Building a simple Node.js server on scaleway
– Updated: – publicThis tutorial will help build a simple hosted Node.js server using scaleway in just a few minutes. We are going to use a pre-built server image from scaleway and a Node project from a Github repo. I have written this post to remind myself, but hopefully it will be useful to others.
Setting up the account
- Create an account on scaleway.com – you will need a credit card.
- Create and enable SSH Keys on your local computer, scaleway have provided a good tutorial https://www.scaleway.com/docs/configure-new-ssh-key/. It's easier than it first sounds.
Setting up the server
Scaleway provides a number of server images ready for you to use. The Node.js images is a little bit dated so we will use the latest Ubuntu image and add Node.js later.
- Within the scaleway dashboard navigate to the "Servers" tab and click "Create Server".
- Give the server a name.
- In the "Choose an image" section select the "Distributions" tab, page through the options until you can select the latest Ubuntu, currently "Ubuntu Vivid (15.04 latest)".
- Finally click the "Create Server" button.
It takes a couple of minutes to build a barebones Ubuntu server for you.
Logging onto your server with SSH
- Once the server is setup you will be presented with a setting page. Copy the "Public IP" address.
- In a terminal window log into the remote server using SSH replacing the IP address in the examples below
with your "Public IP" address.
If, for any reason you changed the SSH key name from id_rsa remember to provide the path to it.$ ssh root@212.47.246.30
$ ssh root@212.47.246.30 -i /Users/username/.ssh/scaleway_rsa.pub
Adding Git, Node and your GitHub project onto the server
- Move into the top most directory in the server
$ cd /
- Install Git onto the server
$ apt-get install git
- Install Node.js - you can find different version options at github.com/nodesource/distributions
curl -sL https://deb.nodesource.com/setup_4.x | sudo -E bash - sudo apt-get install -y nodejs apt-get install nodejs
- Install PM2 - this will run our Node app for us
$ npm install pm2 -g
- Clone your Node repo from GitHub. The space and word "app" at the end of the command tells git to place
the project contents into a new directory called "app"
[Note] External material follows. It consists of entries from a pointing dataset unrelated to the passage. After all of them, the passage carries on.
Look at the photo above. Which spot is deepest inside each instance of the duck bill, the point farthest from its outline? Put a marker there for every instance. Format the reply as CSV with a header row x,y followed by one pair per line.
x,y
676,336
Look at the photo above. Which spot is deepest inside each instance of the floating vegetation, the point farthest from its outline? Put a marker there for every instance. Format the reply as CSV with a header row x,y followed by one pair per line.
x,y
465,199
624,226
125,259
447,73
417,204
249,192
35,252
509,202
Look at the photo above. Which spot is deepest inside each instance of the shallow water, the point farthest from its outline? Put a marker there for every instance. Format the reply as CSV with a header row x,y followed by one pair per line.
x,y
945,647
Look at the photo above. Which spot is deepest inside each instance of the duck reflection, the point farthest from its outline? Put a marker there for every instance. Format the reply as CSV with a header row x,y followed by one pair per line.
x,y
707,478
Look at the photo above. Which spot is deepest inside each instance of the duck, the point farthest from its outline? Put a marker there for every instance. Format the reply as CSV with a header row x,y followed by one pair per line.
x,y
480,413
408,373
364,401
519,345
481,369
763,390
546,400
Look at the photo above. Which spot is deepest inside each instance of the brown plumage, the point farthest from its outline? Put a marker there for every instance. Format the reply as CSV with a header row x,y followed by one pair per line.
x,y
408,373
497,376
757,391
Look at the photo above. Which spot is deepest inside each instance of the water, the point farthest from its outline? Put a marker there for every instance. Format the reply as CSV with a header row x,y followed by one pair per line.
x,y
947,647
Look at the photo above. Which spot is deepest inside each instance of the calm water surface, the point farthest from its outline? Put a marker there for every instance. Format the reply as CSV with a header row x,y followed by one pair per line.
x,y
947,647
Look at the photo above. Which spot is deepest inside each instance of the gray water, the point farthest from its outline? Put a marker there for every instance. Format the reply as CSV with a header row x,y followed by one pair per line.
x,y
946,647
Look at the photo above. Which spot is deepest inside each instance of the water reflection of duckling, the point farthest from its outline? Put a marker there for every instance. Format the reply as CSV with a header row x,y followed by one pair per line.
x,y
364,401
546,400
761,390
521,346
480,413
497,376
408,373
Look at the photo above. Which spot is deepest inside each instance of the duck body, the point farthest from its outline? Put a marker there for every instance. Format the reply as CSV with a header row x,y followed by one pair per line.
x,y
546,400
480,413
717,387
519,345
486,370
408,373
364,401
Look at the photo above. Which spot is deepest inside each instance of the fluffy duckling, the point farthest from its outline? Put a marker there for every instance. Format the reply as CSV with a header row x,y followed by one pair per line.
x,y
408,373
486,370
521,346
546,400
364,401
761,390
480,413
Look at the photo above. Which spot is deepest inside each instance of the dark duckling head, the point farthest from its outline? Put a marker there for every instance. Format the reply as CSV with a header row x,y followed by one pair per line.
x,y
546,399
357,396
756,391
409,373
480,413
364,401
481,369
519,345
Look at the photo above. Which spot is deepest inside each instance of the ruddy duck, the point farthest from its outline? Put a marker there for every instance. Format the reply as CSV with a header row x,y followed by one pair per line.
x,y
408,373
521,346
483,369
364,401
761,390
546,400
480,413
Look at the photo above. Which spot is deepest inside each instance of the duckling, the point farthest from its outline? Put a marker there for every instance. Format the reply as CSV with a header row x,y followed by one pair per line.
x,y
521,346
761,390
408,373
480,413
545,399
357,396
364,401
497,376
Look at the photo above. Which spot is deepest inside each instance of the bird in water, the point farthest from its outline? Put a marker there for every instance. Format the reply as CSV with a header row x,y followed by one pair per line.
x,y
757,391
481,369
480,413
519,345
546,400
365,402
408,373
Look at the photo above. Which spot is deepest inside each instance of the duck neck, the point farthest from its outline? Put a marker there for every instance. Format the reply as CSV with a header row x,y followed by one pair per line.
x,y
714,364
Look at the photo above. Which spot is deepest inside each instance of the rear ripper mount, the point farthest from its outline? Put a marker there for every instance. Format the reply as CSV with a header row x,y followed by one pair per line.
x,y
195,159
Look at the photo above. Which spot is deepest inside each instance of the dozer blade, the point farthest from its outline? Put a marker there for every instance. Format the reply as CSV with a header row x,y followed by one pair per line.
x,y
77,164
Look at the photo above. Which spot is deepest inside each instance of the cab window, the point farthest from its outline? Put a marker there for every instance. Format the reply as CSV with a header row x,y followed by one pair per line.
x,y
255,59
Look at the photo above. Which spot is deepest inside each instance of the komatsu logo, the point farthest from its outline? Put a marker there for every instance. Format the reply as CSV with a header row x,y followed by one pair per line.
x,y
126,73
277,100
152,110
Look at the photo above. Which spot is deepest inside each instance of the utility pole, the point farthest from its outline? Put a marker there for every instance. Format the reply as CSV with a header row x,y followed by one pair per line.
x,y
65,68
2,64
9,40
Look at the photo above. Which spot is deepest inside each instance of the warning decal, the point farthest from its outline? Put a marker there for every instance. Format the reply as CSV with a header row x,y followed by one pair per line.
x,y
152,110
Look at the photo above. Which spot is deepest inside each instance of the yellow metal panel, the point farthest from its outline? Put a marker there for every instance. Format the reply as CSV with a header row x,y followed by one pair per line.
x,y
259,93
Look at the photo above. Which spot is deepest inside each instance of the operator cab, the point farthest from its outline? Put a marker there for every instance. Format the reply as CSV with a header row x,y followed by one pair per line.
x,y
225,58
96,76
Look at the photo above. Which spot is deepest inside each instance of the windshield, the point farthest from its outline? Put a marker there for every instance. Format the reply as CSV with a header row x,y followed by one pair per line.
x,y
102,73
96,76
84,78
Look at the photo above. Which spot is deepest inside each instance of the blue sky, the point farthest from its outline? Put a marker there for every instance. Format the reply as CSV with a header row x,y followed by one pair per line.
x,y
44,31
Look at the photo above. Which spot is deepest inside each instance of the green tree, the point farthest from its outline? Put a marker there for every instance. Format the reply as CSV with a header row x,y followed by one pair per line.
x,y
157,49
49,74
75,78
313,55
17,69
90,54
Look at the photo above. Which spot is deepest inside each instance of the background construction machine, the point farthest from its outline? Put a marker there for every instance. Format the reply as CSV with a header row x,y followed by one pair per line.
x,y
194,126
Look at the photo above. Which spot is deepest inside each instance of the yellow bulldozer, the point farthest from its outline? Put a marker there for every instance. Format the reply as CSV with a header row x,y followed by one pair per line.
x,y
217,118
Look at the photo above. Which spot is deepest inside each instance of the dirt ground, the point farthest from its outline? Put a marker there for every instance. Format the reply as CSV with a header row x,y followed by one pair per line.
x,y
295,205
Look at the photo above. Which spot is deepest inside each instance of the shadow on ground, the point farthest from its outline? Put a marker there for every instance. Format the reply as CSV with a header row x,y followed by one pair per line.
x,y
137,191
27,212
$ git clone https://github.com/glennjones/hapi-bootstrap.git app
- Move into the new app directory
$ cd app
- Install Node packages
$ npm install
- Setup the basic environmental properties. Note your app needs to use
process.env.HOST
andprocess.env.PORT
to set its network connection$ export PORT=80 $ export HOST=0.0.0.0 $ export NODE_ENV=production
Running Node server
Rather than running Node directly we will use PM2. It has two major advantagaes to running Node directly, first is PM2 deamon that keeps your app alive forever, reloading it when required. The second is that PM2 will manage Node's cluster features, running a Node instance on multiple cores, bringing them together to act as one service.
$ pm2 start app.js -i 0
The -i 0
flag tells PM2 to run in cluster mode and use as many cores as it can find. The
PM2 cheatsheet is useful to find other commands.
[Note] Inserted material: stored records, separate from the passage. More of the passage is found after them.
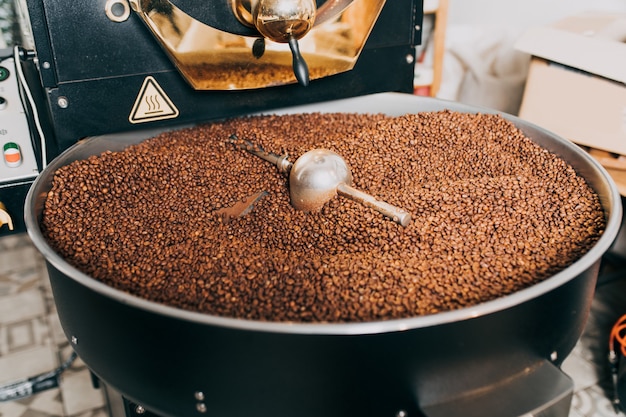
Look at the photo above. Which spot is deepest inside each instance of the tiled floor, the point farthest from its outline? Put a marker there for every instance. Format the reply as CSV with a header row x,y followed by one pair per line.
x,y
32,342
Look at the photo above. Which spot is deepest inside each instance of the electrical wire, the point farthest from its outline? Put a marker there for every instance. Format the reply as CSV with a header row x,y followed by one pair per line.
x,y
618,336
27,387
17,54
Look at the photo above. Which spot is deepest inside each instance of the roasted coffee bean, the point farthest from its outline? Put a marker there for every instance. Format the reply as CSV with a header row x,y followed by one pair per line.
x,y
493,213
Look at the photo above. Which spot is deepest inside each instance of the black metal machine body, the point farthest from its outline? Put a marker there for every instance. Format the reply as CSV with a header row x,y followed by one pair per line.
x,y
102,69
99,69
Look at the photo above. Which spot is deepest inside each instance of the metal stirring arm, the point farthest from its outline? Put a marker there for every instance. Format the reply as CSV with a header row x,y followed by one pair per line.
x,y
317,176
394,213
281,162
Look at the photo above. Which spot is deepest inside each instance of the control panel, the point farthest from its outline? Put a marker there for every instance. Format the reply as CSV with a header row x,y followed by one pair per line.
x,y
18,164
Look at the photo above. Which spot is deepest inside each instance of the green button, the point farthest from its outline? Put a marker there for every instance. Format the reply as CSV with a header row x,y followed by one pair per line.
x,y
4,73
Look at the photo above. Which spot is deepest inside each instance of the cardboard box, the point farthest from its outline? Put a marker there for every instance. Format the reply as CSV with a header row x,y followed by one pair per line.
x,y
576,85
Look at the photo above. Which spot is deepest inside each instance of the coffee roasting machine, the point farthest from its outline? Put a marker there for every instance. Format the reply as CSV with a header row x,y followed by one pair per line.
x,y
128,66
121,65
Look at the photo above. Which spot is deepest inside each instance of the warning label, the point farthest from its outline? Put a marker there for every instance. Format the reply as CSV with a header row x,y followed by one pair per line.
x,y
152,104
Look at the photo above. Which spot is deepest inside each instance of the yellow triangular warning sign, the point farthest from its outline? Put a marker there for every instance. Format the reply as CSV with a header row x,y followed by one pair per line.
x,y
152,104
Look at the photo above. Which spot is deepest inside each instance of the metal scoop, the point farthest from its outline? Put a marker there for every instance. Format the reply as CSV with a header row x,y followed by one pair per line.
x,y
318,176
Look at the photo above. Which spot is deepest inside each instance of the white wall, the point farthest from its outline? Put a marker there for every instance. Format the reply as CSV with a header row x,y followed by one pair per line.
x,y
524,13
481,66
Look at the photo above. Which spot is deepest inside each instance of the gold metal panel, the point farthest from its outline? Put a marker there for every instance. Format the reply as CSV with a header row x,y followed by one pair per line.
x,y
212,59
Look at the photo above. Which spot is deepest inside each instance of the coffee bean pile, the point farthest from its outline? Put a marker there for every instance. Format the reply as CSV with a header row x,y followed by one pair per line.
x,y
493,213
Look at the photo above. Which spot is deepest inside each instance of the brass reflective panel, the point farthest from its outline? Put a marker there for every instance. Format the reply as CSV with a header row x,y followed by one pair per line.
x,y
213,59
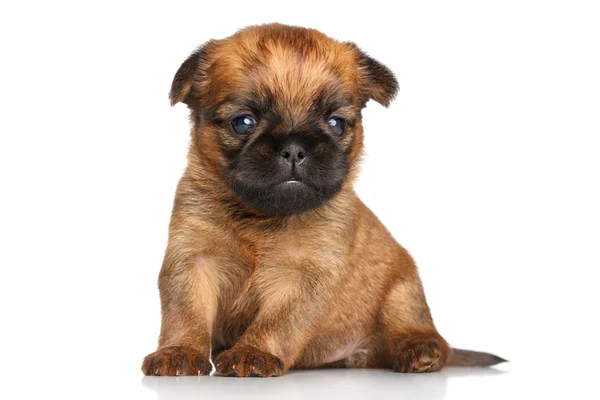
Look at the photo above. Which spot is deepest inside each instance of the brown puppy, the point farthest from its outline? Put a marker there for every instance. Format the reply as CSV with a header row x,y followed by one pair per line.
x,y
273,262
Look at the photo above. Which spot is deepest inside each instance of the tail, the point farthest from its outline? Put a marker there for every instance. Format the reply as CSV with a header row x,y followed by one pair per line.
x,y
468,358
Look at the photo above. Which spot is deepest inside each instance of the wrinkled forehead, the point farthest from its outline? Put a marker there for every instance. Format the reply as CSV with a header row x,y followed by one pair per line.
x,y
294,79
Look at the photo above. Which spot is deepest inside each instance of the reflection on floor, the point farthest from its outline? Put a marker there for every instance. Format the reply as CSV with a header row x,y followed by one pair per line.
x,y
314,384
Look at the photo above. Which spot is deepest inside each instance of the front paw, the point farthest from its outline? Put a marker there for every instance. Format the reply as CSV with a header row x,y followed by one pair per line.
x,y
419,355
176,360
246,361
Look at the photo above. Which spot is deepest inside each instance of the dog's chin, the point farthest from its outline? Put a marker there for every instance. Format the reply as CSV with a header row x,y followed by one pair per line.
x,y
284,198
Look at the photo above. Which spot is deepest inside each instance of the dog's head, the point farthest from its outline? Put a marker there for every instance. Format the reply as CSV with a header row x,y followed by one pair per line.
x,y
277,113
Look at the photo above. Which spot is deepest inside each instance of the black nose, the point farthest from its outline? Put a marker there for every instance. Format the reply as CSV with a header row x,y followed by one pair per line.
x,y
293,154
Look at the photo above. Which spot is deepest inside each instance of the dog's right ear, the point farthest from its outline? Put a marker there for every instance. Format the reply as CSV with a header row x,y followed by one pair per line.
x,y
191,69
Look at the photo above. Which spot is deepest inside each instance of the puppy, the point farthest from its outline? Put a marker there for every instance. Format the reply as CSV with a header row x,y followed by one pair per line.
x,y
273,262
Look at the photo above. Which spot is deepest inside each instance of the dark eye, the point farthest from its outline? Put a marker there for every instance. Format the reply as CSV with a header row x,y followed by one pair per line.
x,y
243,125
337,125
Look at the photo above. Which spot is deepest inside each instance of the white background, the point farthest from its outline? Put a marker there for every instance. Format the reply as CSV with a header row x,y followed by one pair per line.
x,y
486,168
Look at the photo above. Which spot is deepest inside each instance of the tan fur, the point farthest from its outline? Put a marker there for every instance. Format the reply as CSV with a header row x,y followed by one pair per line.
x,y
270,293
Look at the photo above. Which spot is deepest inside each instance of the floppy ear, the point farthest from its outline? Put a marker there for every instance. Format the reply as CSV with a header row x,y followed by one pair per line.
x,y
382,85
187,72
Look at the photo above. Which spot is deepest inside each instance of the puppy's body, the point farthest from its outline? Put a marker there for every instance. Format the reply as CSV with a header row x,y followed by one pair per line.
x,y
273,262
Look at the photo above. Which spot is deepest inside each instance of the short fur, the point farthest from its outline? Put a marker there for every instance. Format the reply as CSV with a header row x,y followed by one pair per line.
x,y
270,277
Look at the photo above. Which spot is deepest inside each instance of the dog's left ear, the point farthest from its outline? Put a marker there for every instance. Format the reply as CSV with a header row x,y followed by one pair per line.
x,y
190,69
382,85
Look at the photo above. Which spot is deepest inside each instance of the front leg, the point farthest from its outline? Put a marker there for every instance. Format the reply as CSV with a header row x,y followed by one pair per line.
x,y
413,343
291,301
189,303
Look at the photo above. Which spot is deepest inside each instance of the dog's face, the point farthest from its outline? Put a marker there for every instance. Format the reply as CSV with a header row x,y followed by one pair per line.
x,y
277,113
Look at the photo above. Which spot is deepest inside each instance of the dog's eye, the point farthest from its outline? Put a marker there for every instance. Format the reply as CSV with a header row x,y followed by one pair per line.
x,y
243,125
337,125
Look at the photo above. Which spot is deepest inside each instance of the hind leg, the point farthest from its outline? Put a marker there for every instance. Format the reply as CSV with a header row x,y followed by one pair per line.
x,y
411,341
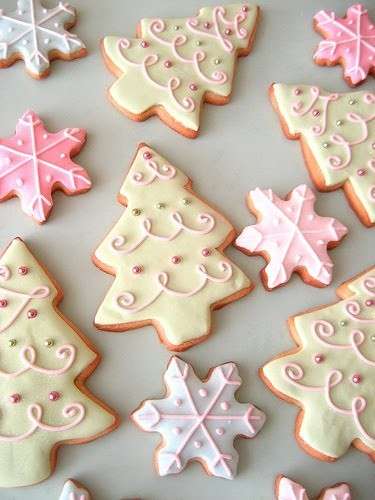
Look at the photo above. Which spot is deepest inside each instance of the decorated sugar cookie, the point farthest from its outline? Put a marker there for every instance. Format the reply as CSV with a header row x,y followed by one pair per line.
x,y
44,363
286,489
166,252
337,134
331,374
35,162
38,35
74,491
349,41
174,65
291,237
199,420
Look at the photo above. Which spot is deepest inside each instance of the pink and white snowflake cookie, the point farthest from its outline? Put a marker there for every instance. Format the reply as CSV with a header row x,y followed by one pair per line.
x,y
34,163
349,41
286,489
38,35
198,420
291,236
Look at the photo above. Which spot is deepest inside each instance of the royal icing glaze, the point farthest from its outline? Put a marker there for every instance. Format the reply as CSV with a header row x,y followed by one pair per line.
x,y
35,33
339,131
331,375
34,162
199,420
290,490
41,404
291,234
166,253
349,41
174,62
73,491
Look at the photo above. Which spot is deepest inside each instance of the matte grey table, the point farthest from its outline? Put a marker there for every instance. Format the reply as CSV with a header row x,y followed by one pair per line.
x,y
240,147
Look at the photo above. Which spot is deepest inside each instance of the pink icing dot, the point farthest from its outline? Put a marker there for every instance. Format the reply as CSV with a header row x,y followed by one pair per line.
x,y
203,393
32,313
319,358
23,270
54,396
137,269
15,398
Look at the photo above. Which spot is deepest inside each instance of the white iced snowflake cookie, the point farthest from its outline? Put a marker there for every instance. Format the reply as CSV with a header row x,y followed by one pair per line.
x,y
44,363
337,135
199,420
174,65
167,253
74,491
38,35
286,489
291,236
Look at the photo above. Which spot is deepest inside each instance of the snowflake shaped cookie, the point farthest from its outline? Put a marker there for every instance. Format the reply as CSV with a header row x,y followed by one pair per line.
x,y
199,420
291,237
286,489
349,41
38,35
34,163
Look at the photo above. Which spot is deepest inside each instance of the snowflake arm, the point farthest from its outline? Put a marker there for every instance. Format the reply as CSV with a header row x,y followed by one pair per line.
x,y
35,34
291,235
349,41
34,162
199,421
For feedback on the state of the server
- List -
$ pm2 list
- CPU / Memory Monitoring -
$ pm2 monit
View your running app in the browser
View your app from the "Public IP" in any browser
Other useful information
Updating app using Git pull
If you wish to update your app just log on to the server using SSH and use git pull- SSH into server -
$ ssh root@212.47.246.30
- Move into new app directory -
$ cd /app
- Git pull latest code -
$ git pull
Using a private GitHub repo
There are a few ways to pull a private GitHub repo using SSH keys from a remote server. I use the "Personal access token". You can generate these tokens in the settings area of GitHub and use git clone with this URL structure:
$ git clone https://{token}@github.com/glennjones/glennjones-net.git/ app
Saving server setup for later use
You can setup your own images based on your running server for easy deployment by using snapshot and image features of the service. I did this to create a basic Ubuntu 15 and Node 4 image for this project.
Performance
You will often hear Scaleway C1 servers being compared to the Raspberry Pi 2 in terms of spec, which makes you think it maybe slow. Using all 4 cores they seem perfectly fine for my personal projects. I have yet to find a good set of benchmarks against other services, which would be useful. This blog is running on scaleway as of (2015-09-30).
Mongodb Issue
Scaleway C1 servers and Mongodb do not play very well together. There is a version you can get to work, but it's not well supported or considered production level.
- https://community.scaleway.com/t/mongodb-64-bit/465
- https://community.scaleway.com/t/datacenter-and-64bit-plans/917
Solutions maybe to move db operations onto dedibox by the same company or use one of the Mongodb hosting services and live with some network latency.
More complex deployments
You can deploy much more complex setups with multiple Node servers, load balancers etc. I am very interested in trying out the Electric Search. At the moment building all this into images that you can deploy is quite complex for none devops people.
I am still playing with this service but so far its proved interesting and I have moved at least 5 of my small personal sites over.